On April 2 at 7: 30 p.m. at the CIBC Hub Room, Rozsa Centre, her topic is titled Composing Awakening: Saraha and his Adamantine Songs.
On April 3 at noon at Social Sciences 1339, her topic is Doringpa's spiritual biography (rnam thar) and the 10th Shamarpa: On the Trail of an 18th-century Renegade Lama.
"Well, these are academic talks. They come out of my research over the past many years. They will be quite different from each other," Braitstein says.
"The first one is about the ninth-century Indian Buddhist yogi-saint-poet Saraha. One of the famous 84 Great Adepts ("mahasiddha" in Sanskrit), he was an unconventional, even wild, figure who flouted social and religious conventions and taught through poetry and song. I will mainly be focusing on a set of three poems he composed about the nature of mind and how to become awakened. Until now, these particular poems have remained untranslated and untreated in scholarship. I'm not sure why that's been the case, but I translated these poems myself and have been working with them for 12 years now. I will be introducing Saraha and these poems, as well as discussing how he fits into the broader South Asian religious and literary context.
"The second talk is about a Tibetan Lama who lived in the 18th century (1742-1792)," Braitstein says. "His name is Chodrup Gyatso and he was the 10th incarnation of the Shamarpa, or Red Hat Lama, the second-oldest reincarnate Lama lineage in Tibet. He is remembered in many histories of Tibet in the 18th century as something of a villain for the role he played in a series of wars between Tibet and Nepal. At the same time, however, he is revered to this day in Nepal, and there are other narratives of that period (Nepalese, British and one important Tibetan text) that seriously challenge the view that he was a 'renegade Lama.' So I will be discussing his life and the many ways that his deeds have been interpreted, really trying to trace the history of his story."
She says the appeal of Buddhism today is the same as since the lifetime of the Buddha: we want to be happy, but we suffer.
Why is that the case?
How can we have a positive effect on that experience?

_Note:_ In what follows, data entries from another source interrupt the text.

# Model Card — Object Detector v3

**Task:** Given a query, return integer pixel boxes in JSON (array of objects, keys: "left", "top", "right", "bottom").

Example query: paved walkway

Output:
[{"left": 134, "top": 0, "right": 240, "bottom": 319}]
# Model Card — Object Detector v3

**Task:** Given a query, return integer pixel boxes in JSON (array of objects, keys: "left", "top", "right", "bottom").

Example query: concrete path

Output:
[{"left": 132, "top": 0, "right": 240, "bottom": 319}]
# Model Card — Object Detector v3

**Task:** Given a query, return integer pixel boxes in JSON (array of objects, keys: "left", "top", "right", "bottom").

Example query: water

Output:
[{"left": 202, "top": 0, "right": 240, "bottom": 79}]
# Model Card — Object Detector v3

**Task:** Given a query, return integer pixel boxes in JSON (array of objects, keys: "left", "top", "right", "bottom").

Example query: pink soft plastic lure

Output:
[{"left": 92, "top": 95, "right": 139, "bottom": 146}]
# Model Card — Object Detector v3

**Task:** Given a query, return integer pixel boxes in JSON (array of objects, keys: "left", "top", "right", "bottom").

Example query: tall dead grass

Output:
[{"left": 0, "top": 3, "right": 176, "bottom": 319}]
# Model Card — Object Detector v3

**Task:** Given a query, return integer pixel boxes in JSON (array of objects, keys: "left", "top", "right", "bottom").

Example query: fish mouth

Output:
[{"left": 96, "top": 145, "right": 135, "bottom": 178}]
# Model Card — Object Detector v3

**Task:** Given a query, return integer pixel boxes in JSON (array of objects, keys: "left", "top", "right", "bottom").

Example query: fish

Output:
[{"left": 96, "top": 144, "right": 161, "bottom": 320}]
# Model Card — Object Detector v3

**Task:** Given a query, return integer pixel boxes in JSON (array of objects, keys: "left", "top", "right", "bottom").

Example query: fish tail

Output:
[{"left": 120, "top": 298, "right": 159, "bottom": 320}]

"Those are the questions that Buddhism goes deeply into," says Braitstein. "I'm not sure it's growing - it is certainly moving and changing, as it has done since the very beginning. I think it is growing in Canada, in the Americas as a whole, in fact, and in Europe. And that may give us the impression that it is growing, but I think we may have that impression because it is relatively new here. I think it is simply the case that it is becoming a Canadian tradition, or set of traditions, now and this is just one more place that it has taken root and taken new shapes, just like it did all over South Asia, Central Asia, East Asia, Southeast Asia over the past 2.5 millennia. We're just the latest stop."
Braitstein says a variety of people have been attracted to Buddhism.
"If you visit local Buddhist temples or Dharma groups, or attend large events, like His Holiness the Dalai Lama's Kalacakra initiations, for example, you will see people from everywhere and all walks of life," she says.